C’est un procès hors norme qui s’ouvre ce lundi à Istanbul. Sur le banc des accusés, 47 personnes soupçonnées d’avoir mis en place un vaste système de fraude à la sécurité sociale, causant la mort d’au moins dix nouveau-nés. Ce scandale, le pire drame sanitaire qu’ait connu la Turquie ces dernières années, suscite une vive émotion dans le pays.
Un réseau impliquant hôpitaux, médecins et ambulanciers
L’acte d’accusation, long de près de 1400 pages, dresse les contours de cette sombre affaire. Un réseau mêlant patrons d’hôpitaux privés, médecins, opérateurs de centres d’appels d’urgence et ambulanciers est soupçonné d’avoir délibérément placé et maintenu des nourrissons en bonne santé dans les unités de soins intensifs néonatales de certains établissements. Les parents, rongés d’inquiétude, se voyaient présenter de fausses raisons médicales.
Pendant ce temps, la sécurité sociale versait chaque jour 8000 livres turques (environ 290 euros) aux hôpitaux pour chaque bébé admis, en plus des sommes déjà à la charge des familles. Les profits indus étaient ensuite partagés entre les membres de ce “gang des nouveau-nés”, comme l’a surnommé la presse turque.

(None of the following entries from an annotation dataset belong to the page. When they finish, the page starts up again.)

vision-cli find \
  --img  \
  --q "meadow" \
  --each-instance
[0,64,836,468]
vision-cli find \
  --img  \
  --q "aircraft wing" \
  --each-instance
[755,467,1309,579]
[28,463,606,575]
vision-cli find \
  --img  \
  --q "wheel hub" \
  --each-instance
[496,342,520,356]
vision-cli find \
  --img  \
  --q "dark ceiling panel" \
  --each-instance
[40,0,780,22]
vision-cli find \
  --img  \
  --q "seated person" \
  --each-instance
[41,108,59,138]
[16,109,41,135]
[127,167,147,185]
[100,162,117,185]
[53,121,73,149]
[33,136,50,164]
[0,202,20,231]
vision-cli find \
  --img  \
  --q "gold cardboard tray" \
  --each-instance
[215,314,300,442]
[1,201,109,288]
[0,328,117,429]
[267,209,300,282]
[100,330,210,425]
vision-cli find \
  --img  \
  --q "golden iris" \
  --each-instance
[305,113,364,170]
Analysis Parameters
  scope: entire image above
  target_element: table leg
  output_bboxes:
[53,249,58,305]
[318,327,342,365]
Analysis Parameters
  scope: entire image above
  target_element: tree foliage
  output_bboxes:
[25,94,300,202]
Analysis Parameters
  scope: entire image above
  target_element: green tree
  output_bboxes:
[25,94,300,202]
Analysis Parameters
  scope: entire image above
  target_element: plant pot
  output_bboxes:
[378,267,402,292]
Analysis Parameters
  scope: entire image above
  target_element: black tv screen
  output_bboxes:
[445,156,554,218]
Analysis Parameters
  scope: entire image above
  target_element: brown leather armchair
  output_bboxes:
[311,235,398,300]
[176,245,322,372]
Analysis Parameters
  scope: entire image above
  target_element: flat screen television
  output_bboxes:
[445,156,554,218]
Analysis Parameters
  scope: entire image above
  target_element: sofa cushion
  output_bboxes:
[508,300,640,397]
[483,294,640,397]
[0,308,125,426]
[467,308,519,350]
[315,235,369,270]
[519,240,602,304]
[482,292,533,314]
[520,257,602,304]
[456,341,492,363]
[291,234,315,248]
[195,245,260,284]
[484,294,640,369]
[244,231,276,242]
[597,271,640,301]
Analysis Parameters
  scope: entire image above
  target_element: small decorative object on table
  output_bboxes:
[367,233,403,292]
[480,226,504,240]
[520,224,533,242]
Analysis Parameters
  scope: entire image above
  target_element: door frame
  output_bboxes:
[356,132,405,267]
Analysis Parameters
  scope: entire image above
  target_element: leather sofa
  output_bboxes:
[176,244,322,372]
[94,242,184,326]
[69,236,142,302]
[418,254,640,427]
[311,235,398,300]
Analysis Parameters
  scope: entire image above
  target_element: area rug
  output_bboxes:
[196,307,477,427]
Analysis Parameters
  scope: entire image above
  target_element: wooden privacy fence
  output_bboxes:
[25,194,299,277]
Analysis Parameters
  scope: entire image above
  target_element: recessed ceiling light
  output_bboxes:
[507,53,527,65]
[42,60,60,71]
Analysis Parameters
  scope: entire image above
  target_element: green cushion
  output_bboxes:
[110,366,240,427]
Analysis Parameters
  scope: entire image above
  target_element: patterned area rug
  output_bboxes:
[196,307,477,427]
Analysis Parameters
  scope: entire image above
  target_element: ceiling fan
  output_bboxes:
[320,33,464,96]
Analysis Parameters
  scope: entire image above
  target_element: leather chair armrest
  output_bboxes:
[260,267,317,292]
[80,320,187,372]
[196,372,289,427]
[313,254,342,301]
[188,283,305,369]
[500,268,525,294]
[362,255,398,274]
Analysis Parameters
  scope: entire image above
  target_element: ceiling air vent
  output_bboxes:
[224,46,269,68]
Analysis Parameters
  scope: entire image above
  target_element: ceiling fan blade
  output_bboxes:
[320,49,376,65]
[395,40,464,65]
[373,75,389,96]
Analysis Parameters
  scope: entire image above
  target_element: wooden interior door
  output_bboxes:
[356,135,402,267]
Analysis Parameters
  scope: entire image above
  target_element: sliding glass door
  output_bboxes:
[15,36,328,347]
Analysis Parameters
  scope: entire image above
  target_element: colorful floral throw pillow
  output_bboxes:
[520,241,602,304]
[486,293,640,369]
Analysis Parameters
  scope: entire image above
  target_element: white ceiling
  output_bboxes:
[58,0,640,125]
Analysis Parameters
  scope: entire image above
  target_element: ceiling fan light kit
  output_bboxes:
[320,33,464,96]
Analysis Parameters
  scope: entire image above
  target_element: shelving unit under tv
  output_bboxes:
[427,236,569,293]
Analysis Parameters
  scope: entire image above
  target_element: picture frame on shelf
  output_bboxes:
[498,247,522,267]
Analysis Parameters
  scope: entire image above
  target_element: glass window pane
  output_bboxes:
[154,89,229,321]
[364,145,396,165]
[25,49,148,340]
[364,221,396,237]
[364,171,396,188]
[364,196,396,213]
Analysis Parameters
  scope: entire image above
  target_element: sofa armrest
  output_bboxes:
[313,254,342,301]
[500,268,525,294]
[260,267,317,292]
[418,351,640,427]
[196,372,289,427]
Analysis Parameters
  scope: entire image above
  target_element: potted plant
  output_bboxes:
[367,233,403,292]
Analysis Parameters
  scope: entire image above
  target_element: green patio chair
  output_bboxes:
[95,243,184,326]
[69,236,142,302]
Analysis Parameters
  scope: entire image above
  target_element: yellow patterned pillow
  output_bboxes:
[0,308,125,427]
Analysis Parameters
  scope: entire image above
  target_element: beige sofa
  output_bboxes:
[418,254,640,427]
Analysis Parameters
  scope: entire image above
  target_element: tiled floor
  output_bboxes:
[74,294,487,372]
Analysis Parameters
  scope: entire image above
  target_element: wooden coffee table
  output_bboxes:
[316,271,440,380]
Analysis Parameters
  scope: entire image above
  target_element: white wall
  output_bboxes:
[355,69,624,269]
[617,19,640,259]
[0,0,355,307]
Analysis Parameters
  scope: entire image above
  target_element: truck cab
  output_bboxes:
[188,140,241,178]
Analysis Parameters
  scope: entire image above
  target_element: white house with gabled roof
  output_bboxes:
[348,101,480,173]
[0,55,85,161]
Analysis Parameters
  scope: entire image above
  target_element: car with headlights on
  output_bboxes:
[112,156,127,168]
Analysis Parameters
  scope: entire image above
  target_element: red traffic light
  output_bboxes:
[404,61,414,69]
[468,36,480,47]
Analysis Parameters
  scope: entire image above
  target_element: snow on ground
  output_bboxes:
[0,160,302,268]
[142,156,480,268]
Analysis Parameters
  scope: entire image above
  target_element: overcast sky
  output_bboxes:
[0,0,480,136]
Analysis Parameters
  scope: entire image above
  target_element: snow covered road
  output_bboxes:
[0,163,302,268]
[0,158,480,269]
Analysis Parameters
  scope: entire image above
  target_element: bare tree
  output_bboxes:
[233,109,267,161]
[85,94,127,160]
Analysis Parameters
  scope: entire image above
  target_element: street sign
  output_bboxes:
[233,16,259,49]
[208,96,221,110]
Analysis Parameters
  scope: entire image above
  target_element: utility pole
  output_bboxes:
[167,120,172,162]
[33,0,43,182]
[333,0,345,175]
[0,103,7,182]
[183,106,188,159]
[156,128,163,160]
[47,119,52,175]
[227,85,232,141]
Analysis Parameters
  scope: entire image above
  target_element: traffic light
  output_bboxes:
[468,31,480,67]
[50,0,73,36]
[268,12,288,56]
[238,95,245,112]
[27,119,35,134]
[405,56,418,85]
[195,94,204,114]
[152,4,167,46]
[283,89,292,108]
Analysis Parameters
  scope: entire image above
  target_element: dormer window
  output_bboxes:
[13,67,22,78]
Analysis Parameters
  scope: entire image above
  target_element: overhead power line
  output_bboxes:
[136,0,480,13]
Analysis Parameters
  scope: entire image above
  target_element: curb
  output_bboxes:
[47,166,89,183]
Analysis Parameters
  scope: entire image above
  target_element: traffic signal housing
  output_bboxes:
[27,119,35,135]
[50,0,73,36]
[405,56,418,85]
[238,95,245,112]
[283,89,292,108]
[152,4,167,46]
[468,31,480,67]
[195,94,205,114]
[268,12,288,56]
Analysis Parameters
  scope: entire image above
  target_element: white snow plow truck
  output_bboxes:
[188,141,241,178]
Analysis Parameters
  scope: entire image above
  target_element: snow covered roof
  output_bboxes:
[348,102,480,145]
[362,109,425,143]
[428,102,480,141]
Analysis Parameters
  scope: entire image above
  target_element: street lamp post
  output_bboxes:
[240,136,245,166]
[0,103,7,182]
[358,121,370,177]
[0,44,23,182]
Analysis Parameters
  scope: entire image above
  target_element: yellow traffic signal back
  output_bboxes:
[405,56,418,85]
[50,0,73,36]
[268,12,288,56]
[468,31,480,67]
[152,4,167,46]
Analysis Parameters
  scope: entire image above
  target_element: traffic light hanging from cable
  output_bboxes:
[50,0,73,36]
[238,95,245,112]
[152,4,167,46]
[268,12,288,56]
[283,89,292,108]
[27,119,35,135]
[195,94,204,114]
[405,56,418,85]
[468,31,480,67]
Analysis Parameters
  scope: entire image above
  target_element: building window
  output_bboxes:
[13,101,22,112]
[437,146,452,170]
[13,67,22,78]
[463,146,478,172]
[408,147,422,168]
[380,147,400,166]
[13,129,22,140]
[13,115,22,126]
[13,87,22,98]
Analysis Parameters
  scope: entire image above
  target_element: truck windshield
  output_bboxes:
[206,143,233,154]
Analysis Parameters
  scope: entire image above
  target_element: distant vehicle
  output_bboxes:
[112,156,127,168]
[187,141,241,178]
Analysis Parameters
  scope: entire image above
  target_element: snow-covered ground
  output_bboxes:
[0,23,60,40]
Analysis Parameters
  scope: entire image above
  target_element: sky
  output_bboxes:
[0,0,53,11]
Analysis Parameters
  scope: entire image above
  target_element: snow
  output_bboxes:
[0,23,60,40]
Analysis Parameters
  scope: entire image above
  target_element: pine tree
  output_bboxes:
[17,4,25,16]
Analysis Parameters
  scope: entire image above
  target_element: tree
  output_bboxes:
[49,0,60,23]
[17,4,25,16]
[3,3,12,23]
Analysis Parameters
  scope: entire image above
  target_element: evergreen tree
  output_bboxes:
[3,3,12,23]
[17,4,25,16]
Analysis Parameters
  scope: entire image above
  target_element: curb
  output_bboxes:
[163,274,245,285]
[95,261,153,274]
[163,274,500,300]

Des nourrissons morts par négligence et mauvais traitements
Mais le pire restait à venir. Selon la justice, des négligences et des mauvais traitements ont conduit au décès d’au moins dix bébés dans ces unités de soins intensifs au fil des années. D’autres nouveau-nés, qui nécessitaient réellement une prise en charge, n’ont pas reçu les traitements appropriés.
La nuit où j’ai accouché, mon bébé allait bien, il était en bonne santé. Le lendemain, ils nous ont dit qu’il avait trois thromboses veineuses et souffrait d’hypertension et de détresse respiratoire (…) Puis ils nous ont dit qu’ils allaient le transférer.
Nazli Ahi, mère d’un bébé décédé
Comme Nazli Ahi, environ 350 plaintes avaient été déposées fin octobre, provenant de parents dont les nourrissons sont morts ou ont subi de graves complications suite à leur séjour injustifié en soins intensifs. Une mère éplorée confie qu’elle aurait été prête à « donner des milliards » pour récupérer son enfant en vie.
Des centaines d’années de prison encourues
Face à l’ampleur de ce drame, les autorités turques ont réagi rapidement. Neuf hôpitaux privés d’Istanbul, dont l’un appartenant à un ancien ministre de la Santé, et un établissement d’une province voisine ont été fermés. Neuf autres sont dans le viseur de la justice.
Les 47 accusés comparaissent pour « homicide volontaire par négligence », « fraude au détriment des institutions publiques » et « création d’une organisation dans le but de commettre un crime ». Ils risquent jusqu’à plusieurs centaines d’années de prison.
Le président Erdogan a promis le traitement « le plus sévère » aux « auteurs de cette barbarie » et affirme suivre l’affaire de près. Mais pour les familles endeuillées, aucune peine ne pourra réparer l’irréparable perte de ces vies à peine commencées, sacrifiées sur l’autel du profit.
Le procès du « gang des nouveau-nés », symbole des dérives du système de santé turc
Au-delà du choc et de l’émotion, cette affaire met en lumière les failles béantes d’un système de santé gangrené par la course au profit au détriment de l’éthique médicale. La Turquie, qui s’était pourtant distinguée ces dernières décennies par d’importantes réformes dans ce domaine, voit son image sérieusement écornée.
Le procès du « gang des nouveau-nés » apparaît comme un test majeur pour la justice turque. Saura-t-elle établir toutes les responsabilités et prononcer des peines à la hauteur de la gravité des faits ? C’est tout l’enjeu des audiences qui s’ouvrent à Istanbul, sous le regard attentif et endeuillé de tout un pays.